Freya Darbyshire

Ellipsis’ Top Films to Watch this Halloween

Last week, our deputy culture ed Freya asked the culture team what they thought were the best Halloween films. Here’s some of our favourites:

Let’s start off with some less scary films:

Halloweentown
If you were blessed with Disney Channel when you were younger, you’ll surely remember the Halloweentown films which follow the lives of three children from when their quirky grandma tells them that they are in fact witches/warlocks. Across the Disney Channel franchise, Marnie and siblings flit between the mortal realm to a world where it’s Halloween every day; these light-hearted, nostalgic tales are not a bad one to try if you don’t want to be feeling too spooked!

Keeping on the theme of cheesy films…

Hocus Pocus
You can’t forget Hocus Pocus, that good old childhood classic where the past makes a return in the form of three crazy witches when they are brought back to life to wreak havoc on Salem once again.

Freaky fantasies like Coraline and The Nightmare Before Christmas                                                   Who knew animation films could be scary? Stop motion director, Henry Selick, explores creepy parallel families in Coraline and instils fear into the villagers of Christmastown in The Nightmare Before Christmas, a film perfect for autumn and winter alike.
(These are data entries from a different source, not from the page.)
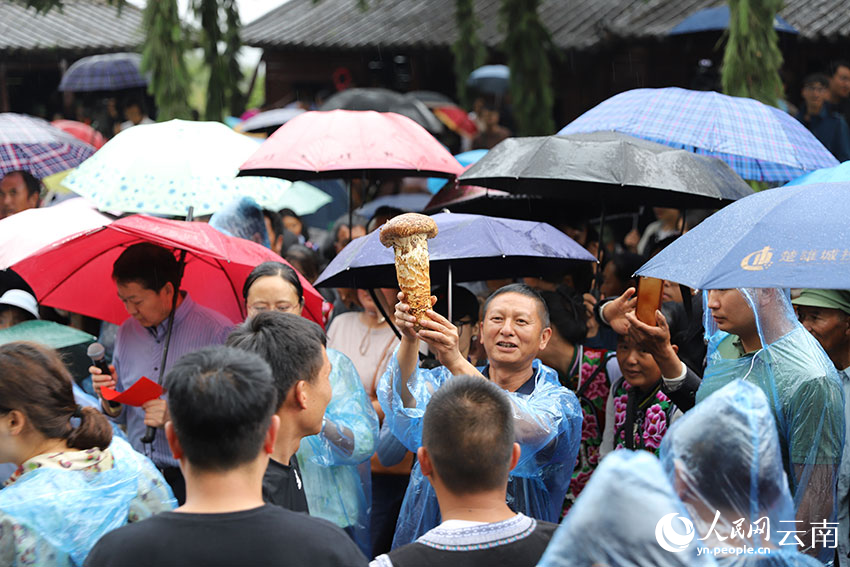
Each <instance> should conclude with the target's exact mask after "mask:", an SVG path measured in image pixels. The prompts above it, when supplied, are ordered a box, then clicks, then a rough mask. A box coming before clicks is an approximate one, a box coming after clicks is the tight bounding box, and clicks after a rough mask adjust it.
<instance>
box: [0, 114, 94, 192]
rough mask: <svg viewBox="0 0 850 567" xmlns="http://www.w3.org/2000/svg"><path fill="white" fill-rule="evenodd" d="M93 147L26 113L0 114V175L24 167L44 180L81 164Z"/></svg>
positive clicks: (91, 153) (44, 120) (46, 121)
mask: <svg viewBox="0 0 850 567" xmlns="http://www.w3.org/2000/svg"><path fill="white" fill-rule="evenodd" d="M94 152H95V149H94V147H93V146H91V145H89V144H86V143H85V142H83V141H80V140H78V139H77V138H75V137H74V136H72V135H71V134H68V133H67V132H63V131H62V130H60V129H59V128H56V127H54V126H51V125H50V124H49V123H48V122H47V121H45V120H42V119H40V118H35V117H33V116H27V115H25V114H13V113H11V112H4V113H2V114H0V176H2V175H5V174H6V173H9V172H10V171H17V170H25V171H29V172H30V173H32V174H33V175H34V176H35V177H37V178H39V179H42V178H44V177H47V176H48V175H52V174H54V173H59V172H60V171H65V170H67V169H71V168H72V167H76V166H78V165H79V164H80V163H82V162H83V161H84V160H86V159H88V158H89V156H91V155H92V154H94Z"/></svg>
Horror films you watch as a teenager:

The Woman in Black
If you haven’t watched The Woman in Black about three hundred times in high school or at sleepovers then you need to watch it again. Typical freaky house horror featuring rocking chairs that come to life, faces in windows and this weird swamp which people come out of.

The Boy
If you think looking after a doll for your job is strange, wait until it comes alive…

Heathers
Just like Mean Girls but with murder, the 80s film featuring Winona Ryder as Veronica Sawyer, and Christian Slater as Jason Dean crosses romance with dark comedy and includes the best one-liners, perfect to get you in the Halloween spirit.

60s, 70s, 80s:

The Rocky Horror Picture Show
This wacky film adaptation of the 1973 rock musical is a must see for its fun singing and dancing sequences, most famous for Time Warp, and Tim Curry’s notable portrayal of Dr. Frank N. Furter

The Shining
A slow and suspenseful film, The Shining follows the unravelling of Jack Torrance’s mind as he becomes possessed in the secluded setting of ‘Overlook Hotel’. Whilst slasher films are known for their violent murders, this film is more psychological in its exploration of dark themes and use of vivid imagery.

Halloween
Go right back to the start of the franchise with the original story released in 1978, with its (now) old school spooky effects and music, which accompany the story of an escaped killer who is on the loose…

Beetlejuice
Another from Tim Burton, Beetlejuice is centred around a funny and almost likeable ghost who helps a couple try to scare people out of their former house. The film incorporates spooky visuals, disturbing characters and the chilling theme of haunted houses into a fun and humorous tale.

Rosemary’s Baby and Alien                                                                                                                            Our writer, Georgia Berry, shares that these two particular films ‘are often dubbed as pinnacles of the horror genre and rightly so. Both unsettling, atmospheric, and oddly isolated, they explore the horror of two strikingly different concepts – fear of the unknown; of what roams in outer space, and fear of that which lives right beside (or next door to) us.’

A personal favourite of mine, Alien is arguably the best in the franchise with Sigourney Weaver as the excellent protagonist Ripley. None other than Alt J would base a song, The Gospel of John Hurt, on the famous scene when an alien bursts out of space crew member Kane (John Hurt)’s chest.

Vampires and Werewolves
This list wouldn’t be complete without mentioning films centred around archetypal supernatural figures. If you like these kind of films, why not watch the 80s teen film, The Lost Boys, which is set in a vampire infested town, and An American Werewolf in London where an American is bit by a werewolf and consequently has to battle against the demon that he is turning into.

Train to Busan
Ok, this film is slightly off the rails, taking The Walking Dead to another level with its shocking zombie characters who violently take over a train and attack its passengers as it heads for safety to Busan. If you don’t want your 16-25 Railcard anymore after seeing this film I don’t blame you…

Even if its not directly Halloween related, there are so many horror films perfect to watch this Halloween!